Perched 2,000 feet high on a small plateau along the spine of the Vindhya range in Madhya Pradesh, Mandu was reportedly once a fortress. Surrounded on three sides by plunging gorges and accessible only by a natural causeway to the north, it must have seemed impregnable to Raja Bhoj, who first established a base here in the 10th century.
Over the following centuries, its natural defenses were enhanced by a 45-km fortified wall that wound all the way around the plateau, with access limited to 12 heavily defended gates.
But for all its military pretensions, Mandu was little more—or less—than a fortified pleasure resort for its rulers. A pleasure resort so delightful that kings and usurpers cut throats and fought wars for the right to rule it. No one understood this better, perhaps, than Ghazni Khan, who ascended to the throne of Mandu in 1435 upon the death of his father, Hoshang Shah.
He ordered the city to be renamed Shadiabad—the ‘City of Joy’. Twelve months later he choked to death on a usurper’s poison. It was his murderer’s son, Ghiyas-ud-din Khilji, who built one of Mandu’s most extraordinary temples to pleasure during a 31-year reign devoted to the single-minded pursuit of sensual gratification.
He ordered the building of the Jahaz Mahal—the ‘Ship Palace’—as a playground for his 15,000-strong harem.

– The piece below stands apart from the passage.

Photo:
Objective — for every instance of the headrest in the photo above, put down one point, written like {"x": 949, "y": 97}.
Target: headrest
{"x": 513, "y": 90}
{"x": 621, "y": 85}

A narrow, 120-metre-long marble concoction of high pavilions, porticos, marble latticework, winding staircases and ornate swimming pools, it sits between two lakes and does resemble a ship.

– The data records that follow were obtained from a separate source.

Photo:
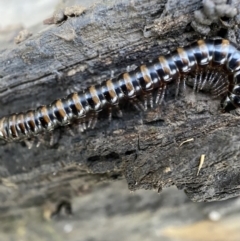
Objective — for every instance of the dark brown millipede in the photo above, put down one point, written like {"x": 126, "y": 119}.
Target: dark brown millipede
{"x": 214, "y": 63}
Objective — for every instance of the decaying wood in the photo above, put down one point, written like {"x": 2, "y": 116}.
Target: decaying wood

It’s a flight of fancy in stone, with breathtaking views of the lakes below where children come to play and buffaloes take baths. It’s big, but I did keep wondering how he managed to fit 15,000 maidens in there. I began to suspect that time had exaggerated the myth of Khilji’s harem.

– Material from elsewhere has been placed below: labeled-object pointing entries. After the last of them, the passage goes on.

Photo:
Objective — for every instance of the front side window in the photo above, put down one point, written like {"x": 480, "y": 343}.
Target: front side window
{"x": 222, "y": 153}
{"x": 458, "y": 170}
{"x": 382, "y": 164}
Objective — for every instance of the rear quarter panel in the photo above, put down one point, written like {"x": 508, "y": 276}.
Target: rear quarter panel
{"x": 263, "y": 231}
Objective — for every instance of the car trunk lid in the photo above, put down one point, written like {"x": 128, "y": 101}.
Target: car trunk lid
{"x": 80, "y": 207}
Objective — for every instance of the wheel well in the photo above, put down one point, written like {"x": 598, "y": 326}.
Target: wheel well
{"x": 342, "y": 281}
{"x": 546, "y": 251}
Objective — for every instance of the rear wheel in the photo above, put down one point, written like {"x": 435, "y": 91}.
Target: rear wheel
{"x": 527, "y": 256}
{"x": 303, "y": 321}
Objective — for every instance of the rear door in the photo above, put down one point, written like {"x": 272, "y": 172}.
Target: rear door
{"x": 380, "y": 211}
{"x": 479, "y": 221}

Either that, or the Mahal had made a rush-hour Mumbai suburban local look roomy. I sat on the edge of one of the—bone dry—bathing pools, my legs dangling into imaginary perfumed water filled with flower blossoms.
I noticed to my left a series of spiralling channels cut into the stone on the edge of the pool—even the plumbing was playful. My girlfriend, I suspect, was becoming a little tired of hearing me rant about the maidens (“Their thighs must have rested just here.”) and we decided to get something to eat.
The sunlight was coming down like boiling rain and I started to feel a little faint—with the mercury at 45° C, I started to see the logic of coming in the monsoon.
We’d hired bicycles to get around—at Rs 25 each for a day— which are perfect for Mandu’s flat terrain and quiet roads, but not so great in the heat. Mandu village is tiny and seems unremarkable until you get to its central junction, dominated by a stunning mosque of red stone and massive domes—the Jami Masjid, built by Hoshang Shah.
The Mahal is now in ruins but, like every other one of Mandu’s palaces, retains an atmosphere of desolate romance. Its central courtyard is littered with remains of its glorious past; the centrepiece is a pile of shattered blocks carved with Urdu script. We had lunch at the only joint in town open in the off-season, the Shivani restaurant, where we had traditional Madhya Pradesh fare—Dal Bafle, served with corn and wheat dumplings baked in a cow dung oven. It was delicious, the meal only slightly marred by the discovery of small insects in one of the dumplings (“It’s jeera only, madam.” “Jeera doesn’t have a thorax!”). At least they were well-cooked and, anyway, we’re both non-veg. We saved the best for last—Roopmati’s Pavilion, perched on the edge of the plateau.
An eight-kilometre cycle ride south of the village, this hilltop fortress was built by poet-king Baz Bahadur for his Hindu queen, Rani Roopmati, a woman of legendary beauty with the voice of an angel. We went for the sunset, and like everywhere else in Mandu, had the place just to ourselves.
The palace’s two pavilions are literally breathtaking: The wind steals the air from your mouth and anything else you don’t cling on to tightly enough. But the view is stunning: An eagle’s-eye view of the Nirmar Plains and, far to the south, the Narmada river.
It was textbook romantic. As the sun slipped into the hills, the sky turned purple and a full moon suffused the white marble with a haunting glow. It was right here that Roopmati became the victim of perhaps the deadliest teenage crush in history.
An 18-year-old Emperor Akbar, besotted with Roopmati—and Mandu—launched his own mini-Trojan War to claim her and the kingdom for himself.
Bahadur had long since given up his sword for a pen and fled ahead of Akbar’s invading troops. Abandoned to her fate, Roopmati took to her pavilions and poisoned herself.
It was a moving place to be. We sat watching the moon and canoodled until I forgot all about those maidens.